5:Re田中さんの森さんへの意見を読んでの少しばかりの感想
megumi 01/23 00:11
田中さんは、「シュタイナーの社会理論に関する批判的検討(2)」の
「(2)労働の位置づけについて」でこう述べました。

「そこでは賃労働者も労働力商品の所有者として登場する。商品所有者としては、労働者は資本家と対等な関係(交換関係)にあると考えられている。しかしひとたび生産過程の内部に入ると、それは労働者を資本の一構成部分として資本家が支配する関係へと変化する。」

なんと資本制的取得法則の転変ですか・・・先の羽仁五郎の『都市の論理』にもびっくりしていましたが、今度のは一層感銘深いですね。連赤の「銃撃戦と粛清」の時期に、スターリン主義批判と反スタマルクス主義の止揚・「資本主義批判」による「階級闘争の原則」・・・必死に頭に叩き込んでいました。何十年たったでしょう・・・・・・・
 『経済学批判要綱』に依拠した「資本と労働の交換の二つの過程」による、第一の過程が形式に転変することによる宇野労働力商品化論批判・・・ウーム・・・と考え込んでしまいますね。『要綱』のチンプンカンプンの叙述には、しかし、閉口しましたね。ほんとに、未だに開けても理解しがたいです。

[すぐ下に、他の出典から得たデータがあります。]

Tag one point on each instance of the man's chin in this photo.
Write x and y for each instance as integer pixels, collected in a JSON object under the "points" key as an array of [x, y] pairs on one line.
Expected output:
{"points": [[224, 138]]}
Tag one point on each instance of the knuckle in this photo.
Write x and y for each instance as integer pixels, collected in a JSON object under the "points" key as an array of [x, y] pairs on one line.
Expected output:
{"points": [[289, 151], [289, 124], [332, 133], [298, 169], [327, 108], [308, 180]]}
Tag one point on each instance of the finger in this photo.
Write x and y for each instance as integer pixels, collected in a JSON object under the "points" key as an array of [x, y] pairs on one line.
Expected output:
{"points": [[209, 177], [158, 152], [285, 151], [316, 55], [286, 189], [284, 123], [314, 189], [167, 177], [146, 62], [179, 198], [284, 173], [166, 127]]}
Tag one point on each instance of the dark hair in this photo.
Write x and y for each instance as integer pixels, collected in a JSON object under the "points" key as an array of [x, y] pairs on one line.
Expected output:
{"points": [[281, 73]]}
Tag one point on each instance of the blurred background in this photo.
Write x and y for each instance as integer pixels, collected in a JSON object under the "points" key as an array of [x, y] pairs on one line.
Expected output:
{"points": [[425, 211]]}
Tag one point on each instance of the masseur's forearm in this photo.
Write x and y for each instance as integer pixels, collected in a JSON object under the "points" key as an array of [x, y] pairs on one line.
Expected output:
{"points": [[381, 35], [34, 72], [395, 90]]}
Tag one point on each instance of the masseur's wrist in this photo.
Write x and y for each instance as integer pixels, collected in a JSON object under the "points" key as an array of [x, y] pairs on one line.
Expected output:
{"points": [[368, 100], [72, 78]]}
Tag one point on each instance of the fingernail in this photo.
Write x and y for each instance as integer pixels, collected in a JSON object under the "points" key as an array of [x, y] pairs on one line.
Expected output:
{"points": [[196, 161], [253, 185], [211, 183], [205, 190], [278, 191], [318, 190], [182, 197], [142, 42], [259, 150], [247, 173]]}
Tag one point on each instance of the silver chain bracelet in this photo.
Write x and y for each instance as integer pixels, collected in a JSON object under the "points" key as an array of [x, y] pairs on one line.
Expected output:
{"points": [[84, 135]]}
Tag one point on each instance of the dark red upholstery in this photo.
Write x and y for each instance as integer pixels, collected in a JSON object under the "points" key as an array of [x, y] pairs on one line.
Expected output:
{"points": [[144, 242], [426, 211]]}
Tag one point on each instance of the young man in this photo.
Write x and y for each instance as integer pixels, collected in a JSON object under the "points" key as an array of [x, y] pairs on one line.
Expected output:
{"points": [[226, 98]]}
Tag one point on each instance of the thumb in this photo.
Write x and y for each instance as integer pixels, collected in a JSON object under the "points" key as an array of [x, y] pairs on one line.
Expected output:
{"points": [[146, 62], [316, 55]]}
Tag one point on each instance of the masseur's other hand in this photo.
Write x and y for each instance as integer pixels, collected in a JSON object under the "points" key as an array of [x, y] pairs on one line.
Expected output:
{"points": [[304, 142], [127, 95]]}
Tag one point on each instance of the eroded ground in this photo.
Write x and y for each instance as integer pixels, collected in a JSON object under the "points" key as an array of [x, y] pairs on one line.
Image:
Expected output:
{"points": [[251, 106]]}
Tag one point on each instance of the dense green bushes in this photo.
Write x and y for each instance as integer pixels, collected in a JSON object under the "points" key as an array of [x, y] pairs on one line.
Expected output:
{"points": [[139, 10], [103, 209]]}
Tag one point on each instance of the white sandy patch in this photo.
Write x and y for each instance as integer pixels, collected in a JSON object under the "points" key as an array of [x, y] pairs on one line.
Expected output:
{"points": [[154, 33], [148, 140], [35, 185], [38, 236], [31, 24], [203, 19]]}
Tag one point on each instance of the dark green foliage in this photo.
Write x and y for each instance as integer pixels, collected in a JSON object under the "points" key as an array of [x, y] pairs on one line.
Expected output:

この「資本主義批判」の抽象性の総括の材料が、一つは価値形態論による物象化論の提起による物化論の「幻影的形態」という批判による、転倒の批判にあると思うし、もう一つは、価値尺度論をふまえた貨幣の流通手段の機能での次の提案であると思うのです。

「こうして、商品は貨幣を恋したうが、“まことの恋が平穏無事に進んだためしはない”。分業体系のうちにその“引きさかれた四肢”を示している社会的生産有機体の量的編成は、その質的編成と同じく、自然発生的・偶然的である。それゆえ、わが商品所有者たちは、彼らを独立の私的生産者にするその同じ部分が、社会的生産過程とこの過程における彼らの諸関係とを彼ら自身から独立のものとすること、諸人格相互の独立性が全面的物象的依存の体制によって補足されていること、を見いだすのである。
 分業は、労働生産物を商品に転化させ、そうすることによって、労働生産物の貨幣への転化を必然にする。同時に、分業は、この化体が成功するかどうかを偶然にする。」(資本論三章2節a流通手段)

次に、労働過程と価値増殖過程を物象化論として構成することですね。マルクスの視野は、プルードン批判であり、リカード派社会主義の批判であった筈です。その理解の上で、スターリン経済学と宇野経の批判であると思うのです。

どうにも、私の思考回路はこんな感じです。そんなところから浮かぶのは、シュタイナーの社会有機体説は、この「物象的依存の体制」へのブルジョア個人的批判にあるように思えるのです。

その上での資本論五章での、資本の人格化としての資本家・他方での労働者となるところでの、「流通過程に属する仮象」の転倒批判です。こうすれば、ふるい昔の抽象性が克服できると思っています。